MUSKRAT LOVE ON THE WHITE RIVER

 Billy and Gary stopped at Gary’s cabin on the White River and fished for trout from Billy’s boat. Then, for awhile, they waded in the water with some of Gary’s friends and cast their flyrods upstream to a spot where Gary had caught some trout last weekend. They caught a few fish, but the catching tapered off early, and, before dark, they decided to drive up the road to Billy’s cabin. They put Billy’s boat into the water and fished from it for awhile; after dark, they decided to wade into the river and fish from the banks. Billy set up his gear on one spot just behind his cabin. Gary decided to wade across to the other side and fish from a small island. Billy told him that he had caught a lot of fish from there. Gary waded on out to the tip of the island and continued to fish. Within a few minutes, Billy said he heard a terrible commotion.
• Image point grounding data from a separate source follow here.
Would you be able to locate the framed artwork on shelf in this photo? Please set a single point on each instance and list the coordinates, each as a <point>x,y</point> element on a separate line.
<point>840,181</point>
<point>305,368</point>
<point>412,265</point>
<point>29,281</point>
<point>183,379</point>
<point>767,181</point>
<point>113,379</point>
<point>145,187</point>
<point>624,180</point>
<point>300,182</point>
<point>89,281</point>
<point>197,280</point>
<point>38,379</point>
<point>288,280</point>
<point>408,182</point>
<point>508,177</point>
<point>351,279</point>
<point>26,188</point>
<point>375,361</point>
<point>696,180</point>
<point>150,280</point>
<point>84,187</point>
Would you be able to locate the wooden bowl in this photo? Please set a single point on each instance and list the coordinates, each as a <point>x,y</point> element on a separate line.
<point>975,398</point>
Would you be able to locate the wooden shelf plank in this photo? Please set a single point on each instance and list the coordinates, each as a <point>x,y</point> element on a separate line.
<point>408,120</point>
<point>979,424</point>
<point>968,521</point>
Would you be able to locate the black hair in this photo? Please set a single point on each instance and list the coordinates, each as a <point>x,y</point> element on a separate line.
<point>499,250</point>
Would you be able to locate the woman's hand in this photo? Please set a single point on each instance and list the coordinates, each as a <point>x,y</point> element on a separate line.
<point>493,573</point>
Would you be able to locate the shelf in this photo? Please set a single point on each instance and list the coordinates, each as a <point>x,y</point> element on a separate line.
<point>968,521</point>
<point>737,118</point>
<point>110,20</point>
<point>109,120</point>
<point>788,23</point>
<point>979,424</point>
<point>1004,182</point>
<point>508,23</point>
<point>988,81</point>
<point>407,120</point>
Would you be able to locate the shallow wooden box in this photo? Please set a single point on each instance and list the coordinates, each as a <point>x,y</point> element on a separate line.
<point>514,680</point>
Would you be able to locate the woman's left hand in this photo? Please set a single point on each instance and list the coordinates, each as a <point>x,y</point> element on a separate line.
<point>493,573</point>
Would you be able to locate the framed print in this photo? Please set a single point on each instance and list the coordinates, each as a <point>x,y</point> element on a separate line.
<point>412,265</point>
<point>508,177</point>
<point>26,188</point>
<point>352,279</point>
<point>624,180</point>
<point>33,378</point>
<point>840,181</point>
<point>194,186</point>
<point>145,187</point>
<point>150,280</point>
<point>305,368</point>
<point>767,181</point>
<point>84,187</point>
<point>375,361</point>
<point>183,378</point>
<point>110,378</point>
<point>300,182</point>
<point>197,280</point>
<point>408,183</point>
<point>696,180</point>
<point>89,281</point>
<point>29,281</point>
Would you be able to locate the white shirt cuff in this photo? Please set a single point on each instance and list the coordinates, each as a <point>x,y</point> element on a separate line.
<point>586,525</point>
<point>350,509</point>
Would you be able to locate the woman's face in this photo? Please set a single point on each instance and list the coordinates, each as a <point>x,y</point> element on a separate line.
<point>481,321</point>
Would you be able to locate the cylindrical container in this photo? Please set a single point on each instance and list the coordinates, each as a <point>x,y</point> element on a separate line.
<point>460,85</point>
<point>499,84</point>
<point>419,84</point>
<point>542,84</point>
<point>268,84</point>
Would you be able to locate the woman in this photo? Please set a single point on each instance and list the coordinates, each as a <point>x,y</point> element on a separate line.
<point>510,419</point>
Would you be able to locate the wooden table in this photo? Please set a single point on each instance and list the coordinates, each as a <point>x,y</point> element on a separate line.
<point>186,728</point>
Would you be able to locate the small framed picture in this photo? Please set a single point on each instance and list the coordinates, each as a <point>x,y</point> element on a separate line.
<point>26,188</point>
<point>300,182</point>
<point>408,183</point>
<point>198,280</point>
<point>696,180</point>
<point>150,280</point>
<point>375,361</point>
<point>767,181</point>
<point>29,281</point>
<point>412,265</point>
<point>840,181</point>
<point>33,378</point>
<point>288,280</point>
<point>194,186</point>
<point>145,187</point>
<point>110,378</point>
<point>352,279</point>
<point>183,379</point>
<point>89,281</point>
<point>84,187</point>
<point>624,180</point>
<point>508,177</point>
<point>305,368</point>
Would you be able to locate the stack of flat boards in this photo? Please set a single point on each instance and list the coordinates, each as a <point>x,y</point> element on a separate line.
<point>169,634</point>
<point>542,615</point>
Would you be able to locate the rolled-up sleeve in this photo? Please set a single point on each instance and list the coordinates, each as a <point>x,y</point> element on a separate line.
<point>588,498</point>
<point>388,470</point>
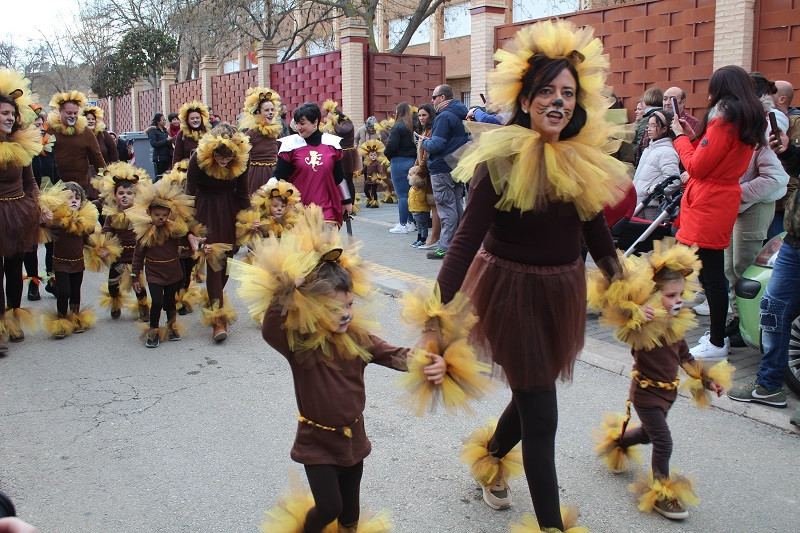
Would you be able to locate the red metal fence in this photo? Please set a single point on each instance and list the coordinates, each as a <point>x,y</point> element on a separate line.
<point>651,43</point>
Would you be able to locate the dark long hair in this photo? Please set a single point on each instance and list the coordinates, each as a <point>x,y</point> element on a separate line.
<point>431,115</point>
<point>5,99</point>
<point>541,72</point>
<point>403,112</point>
<point>732,90</point>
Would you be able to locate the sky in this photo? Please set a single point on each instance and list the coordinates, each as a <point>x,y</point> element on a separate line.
<point>30,17</point>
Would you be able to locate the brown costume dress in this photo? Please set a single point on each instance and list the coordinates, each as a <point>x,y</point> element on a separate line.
<point>263,157</point>
<point>527,283</point>
<point>330,397</point>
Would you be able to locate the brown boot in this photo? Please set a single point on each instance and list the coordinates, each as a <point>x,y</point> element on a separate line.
<point>220,332</point>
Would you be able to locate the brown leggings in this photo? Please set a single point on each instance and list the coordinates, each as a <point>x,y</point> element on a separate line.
<point>654,429</point>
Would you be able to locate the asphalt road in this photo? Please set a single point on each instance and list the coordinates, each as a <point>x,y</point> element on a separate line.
<point>100,434</point>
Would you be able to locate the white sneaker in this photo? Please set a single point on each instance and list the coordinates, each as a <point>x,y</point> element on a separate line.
<point>400,228</point>
<point>702,309</point>
<point>708,352</point>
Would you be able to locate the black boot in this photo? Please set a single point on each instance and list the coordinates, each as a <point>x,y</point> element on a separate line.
<point>33,290</point>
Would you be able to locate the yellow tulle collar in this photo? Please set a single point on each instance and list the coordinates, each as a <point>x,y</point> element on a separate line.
<point>20,148</point>
<point>529,173</point>
<point>54,121</point>
<point>240,146</point>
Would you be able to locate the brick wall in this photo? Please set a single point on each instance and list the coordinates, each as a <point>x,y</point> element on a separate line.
<point>651,43</point>
<point>395,78</point>
<point>308,79</point>
<point>146,109</point>
<point>185,91</point>
<point>228,90</point>
<point>777,41</point>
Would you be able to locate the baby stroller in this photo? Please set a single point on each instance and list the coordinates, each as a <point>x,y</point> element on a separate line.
<point>636,235</point>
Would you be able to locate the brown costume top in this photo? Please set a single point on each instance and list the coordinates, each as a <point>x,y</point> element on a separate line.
<point>330,397</point>
<point>68,251</point>
<point>127,238</point>
<point>659,364</point>
<point>217,201</point>
<point>184,148</point>
<point>160,262</point>
<point>19,214</point>
<point>74,154</point>
<point>263,157</point>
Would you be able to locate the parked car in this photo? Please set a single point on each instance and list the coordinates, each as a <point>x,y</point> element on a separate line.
<point>749,290</point>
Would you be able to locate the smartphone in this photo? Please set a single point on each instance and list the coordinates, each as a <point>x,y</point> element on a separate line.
<point>773,123</point>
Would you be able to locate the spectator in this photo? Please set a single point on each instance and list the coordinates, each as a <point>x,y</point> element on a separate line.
<point>783,100</point>
<point>732,128</point>
<point>401,152</point>
<point>427,114</point>
<point>174,124</point>
<point>448,134</point>
<point>659,160</point>
<point>652,99</point>
<point>781,302</point>
<point>161,142</point>
<point>680,94</point>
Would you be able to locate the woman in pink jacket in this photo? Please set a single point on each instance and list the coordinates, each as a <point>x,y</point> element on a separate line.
<point>715,158</point>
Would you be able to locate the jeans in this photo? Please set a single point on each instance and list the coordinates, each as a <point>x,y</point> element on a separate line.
<point>780,305</point>
<point>448,195</point>
<point>423,220</point>
<point>400,167</point>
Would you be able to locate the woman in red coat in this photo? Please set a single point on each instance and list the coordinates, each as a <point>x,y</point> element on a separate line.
<point>715,158</point>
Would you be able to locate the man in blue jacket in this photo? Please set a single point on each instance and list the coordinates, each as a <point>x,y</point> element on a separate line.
<point>447,135</point>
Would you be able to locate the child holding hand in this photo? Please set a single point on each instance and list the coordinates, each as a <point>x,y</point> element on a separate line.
<point>308,278</point>
<point>657,283</point>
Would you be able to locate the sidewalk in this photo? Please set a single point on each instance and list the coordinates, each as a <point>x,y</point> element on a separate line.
<point>397,268</point>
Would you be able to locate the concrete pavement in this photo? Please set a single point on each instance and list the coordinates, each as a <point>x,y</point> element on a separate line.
<point>98,433</point>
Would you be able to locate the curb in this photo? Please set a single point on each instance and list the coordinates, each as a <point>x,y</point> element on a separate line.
<point>617,360</point>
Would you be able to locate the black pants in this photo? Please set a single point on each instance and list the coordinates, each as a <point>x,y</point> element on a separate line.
<point>11,273</point>
<point>712,277</point>
<point>162,297</point>
<point>336,495</point>
<point>114,274</point>
<point>69,291</point>
<point>532,417</point>
<point>654,429</point>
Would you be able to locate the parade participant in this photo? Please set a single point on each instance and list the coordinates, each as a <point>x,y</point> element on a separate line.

 He said that every time he and Gary have gone fishing together, something happens, something goes wrong – someone falls into the water, someone falls out of the boat, someone loses a fishing rod or reel, something strange happens.
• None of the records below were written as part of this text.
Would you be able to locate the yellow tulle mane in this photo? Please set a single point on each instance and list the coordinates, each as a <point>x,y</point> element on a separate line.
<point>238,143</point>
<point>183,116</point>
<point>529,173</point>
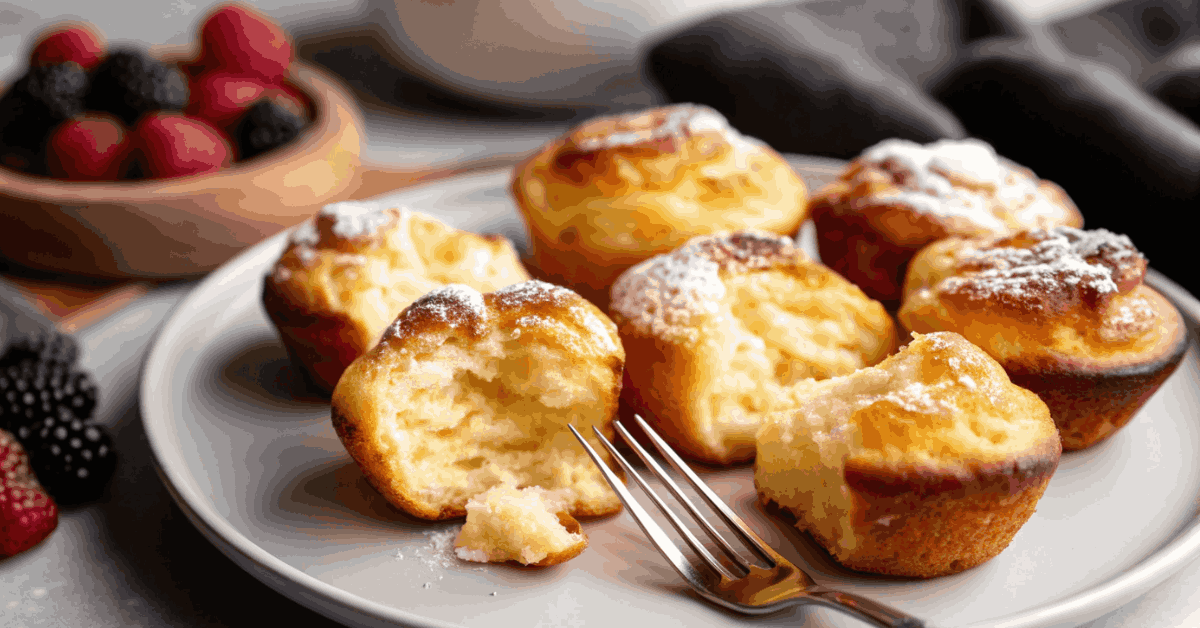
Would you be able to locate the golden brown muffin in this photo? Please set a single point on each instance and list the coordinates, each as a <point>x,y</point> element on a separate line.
<point>618,190</point>
<point>923,466</point>
<point>900,196</point>
<point>346,275</point>
<point>720,332</point>
<point>526,526</point>
<point>1065,311</point>
<point>469,390</point>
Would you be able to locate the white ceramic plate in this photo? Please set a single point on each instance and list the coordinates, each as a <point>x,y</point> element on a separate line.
<point>262,474</point>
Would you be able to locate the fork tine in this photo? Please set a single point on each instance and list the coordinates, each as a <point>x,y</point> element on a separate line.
<point>666,510</point>
<point>714,502</point>
<point>682,498</point>
<point>658,536</point>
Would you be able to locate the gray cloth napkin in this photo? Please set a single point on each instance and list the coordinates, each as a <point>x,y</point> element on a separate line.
<point>833,77</point>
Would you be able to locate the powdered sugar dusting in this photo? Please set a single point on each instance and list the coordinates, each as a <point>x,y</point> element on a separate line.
<point>661,295</point>
<point>533,291</point>
<point>927,174</point>
<point>681,121</point>
<point>1030,268</point>
<point>454,305</point>
<point>305,234</point>
<point>354,220</point>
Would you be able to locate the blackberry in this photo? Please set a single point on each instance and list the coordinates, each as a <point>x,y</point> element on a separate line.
<point>59,88</point>
<point>130,83</point>
<point>35,105</point>
<point>47,347</point>
<point>30,392</point>
<point>72,459</point>
<point>265,126</point>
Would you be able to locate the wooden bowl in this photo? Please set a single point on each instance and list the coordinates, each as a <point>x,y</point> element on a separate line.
<point>159,228</point>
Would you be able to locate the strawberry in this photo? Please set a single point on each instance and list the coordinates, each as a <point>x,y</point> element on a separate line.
<point>94,148</point>
<point>221,99</point>
<point>27,513</point>
<point>175,145</point>
<point>76,42</point>
<point>239,40</point>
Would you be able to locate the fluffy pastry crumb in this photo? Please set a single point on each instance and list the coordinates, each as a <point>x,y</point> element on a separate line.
<point>922,466</point>
<point>1065,311</point>
<point>469,390</point>
<point>348,273</point>
<point>621,189</point>
<point>900,196</point>
<point>721,330</point>
<point>528,526</point>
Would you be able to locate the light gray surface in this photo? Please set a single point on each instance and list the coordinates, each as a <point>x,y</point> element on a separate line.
<point>264,474</point>
<point>135,560</point>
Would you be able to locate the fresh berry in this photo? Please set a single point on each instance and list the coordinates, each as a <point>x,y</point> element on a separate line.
<point>239,40</point>
<point>35,105</point>
<point>27,513</point>
<point>59,88</point>
<point>265,126</point>
<point>47,347</point>
<point>78,42</point>
<point>175,145</point>
<point>73,459</point>
<point>31,392</point>
<point>221,99</point>
<point>130,83</point>
<point>89,149</point>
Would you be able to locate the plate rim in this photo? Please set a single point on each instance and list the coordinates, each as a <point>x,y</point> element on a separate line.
<point>343,605</point>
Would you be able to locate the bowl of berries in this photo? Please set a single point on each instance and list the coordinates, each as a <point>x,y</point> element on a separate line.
<point>119,162</point>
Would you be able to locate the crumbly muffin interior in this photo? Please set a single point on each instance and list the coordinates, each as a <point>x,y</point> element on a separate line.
<point>939,405</point>
<point>492,411</point>
<point>510,524</point>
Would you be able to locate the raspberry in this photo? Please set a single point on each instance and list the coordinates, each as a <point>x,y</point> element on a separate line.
<point>48,347</point>
<point>239,40</point>
<point>78,42</point>
<point>221,99</point>
<point>31,392</point>
<point>265,126</point>
<point>73,459</point>
<point>175,145</point>
<point>130,84</point>
<point>27,513</point>
<point>91,149</point>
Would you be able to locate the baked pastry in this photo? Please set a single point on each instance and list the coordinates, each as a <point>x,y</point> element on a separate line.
<point>618,190</point>
<point>923,466</point>
<point>721,330</point>
<point>1065,311</point>
<point>347,274</point>
<point>527,526</point>
<point>469,390</point>
<point>900,196</point>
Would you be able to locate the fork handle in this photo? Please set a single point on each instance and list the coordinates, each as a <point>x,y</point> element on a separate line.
<point>873,611</point>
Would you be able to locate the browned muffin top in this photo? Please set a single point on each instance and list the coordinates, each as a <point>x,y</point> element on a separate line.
<point>1045,270</point>
<point>533,304</point>
<point>663,294</point>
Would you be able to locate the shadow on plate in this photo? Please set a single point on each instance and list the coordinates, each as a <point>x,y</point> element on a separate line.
<point>335,494</point>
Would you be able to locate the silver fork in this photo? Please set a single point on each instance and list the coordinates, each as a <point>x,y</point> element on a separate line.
<point>755,590</point>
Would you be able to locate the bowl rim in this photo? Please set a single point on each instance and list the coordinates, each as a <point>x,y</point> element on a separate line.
<point>322,89</point>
“Are you all right? Did you fall in?” Billy said.

“No,” Gary said. “I’ve got the biggest fish I’ve ever caught.”

Billy heard more commotion, more noise, more splashing from the bank across the water.
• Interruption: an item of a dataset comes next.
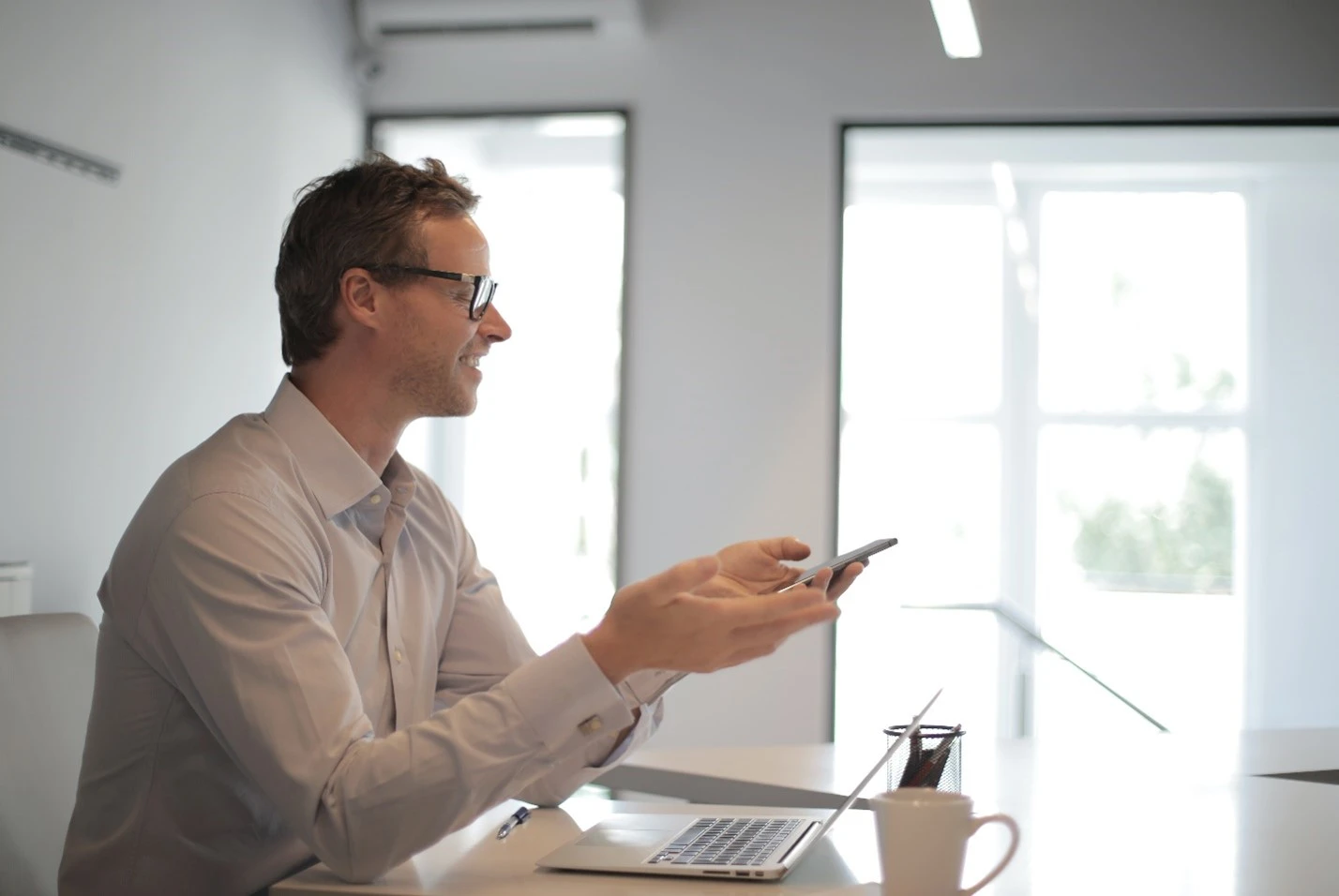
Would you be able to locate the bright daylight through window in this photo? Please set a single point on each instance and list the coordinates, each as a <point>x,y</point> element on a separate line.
<point>534,469</point>
<point>1046,343</point>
“Gary,” Billy said, “do you need help?”

“Yes,” Gary said, “I can’t hold onto this sonofabuck alone. He’s too big. He’s gonna take my line.”

“I’m coming,” Billy said. He secured his rod in the boat and grabbed his hand-held light. He started out across the water, shining the light toward Gary’s line. He expected to see Gary’s line being pulled downward into the water by the weight and struggling of the big trout. Instead, when Billy’s beam of light caught the thin silver gleam of the line streaming from Gary’s fishing rod, it splashed for a few minutes, and then it headed up the bank of the little island.

“Gary,” Billy said, “look, he’s crawling up on the bank to rest for awhile before you reel him on in.”

“I’m not letting go of this sucker,” Gary said. “He’s the biggest dang fish I’ve ever caught.”

Billy passed the light along the lower ridge of the bank, looking for the telltale silver flash of silver gills along the body of trout that, as evidenced by all its splashing and fighting, must be two feet long. Billy’s light caught the thin fishing line again, this time, running up the scant grass of the island’s slope, kicking back up sand with every step.

“Cut your line,” Billy said. “Whatever you’ve caught, it’s no fish, and there’s nothing but a ten-ounce fishing rod between you and that angry thirty-pound animal. Cut it loose.”

“Are you sure it’s not got my fish in its mouth, Billy? I’m not giving my fish to no muskrat.”

“Gary, I’m telling you, you’ve caught a muskrat or a beaver or some angry mammal. An angry mammal with teeth. And the longer you keep that fish hook in its mouth, the angrier it’s getting. Cut him loose.”

“All right. I’m trying. I don’t have my knife on me. Do you have one?” Gary said.

Billy clomped through the knee-deep water and cut the line at the end of Gary’s fishing rod.


”You’d better not have cost me my fish, boy,” Gary said.

Another commotion erupted at the top of the island’s slope. Billy aimed his light toward the peak of the incline. The beam of the light settled upon a width of silver, a fish’s tail, flopping and whipping between two dark, dense bodies. Billy adjusted the beam, and their eyes slowly adjusted to the new light. Then the scene came into focus - three pairs of eyes gleaming under the light: the broad silvery trout, and two fat, furry muskrats tugging, chewing, clawing, pawing, gnawing, fighting over the fish that had, as though dropped to the riverbank from heaven, become their dinner.

“Gary, why do you want to be a fisherman? Don’t you find it frustrating?” Bill said.

“I love the outdoors,” Gary said. “Nature is so calm, so peaceful.”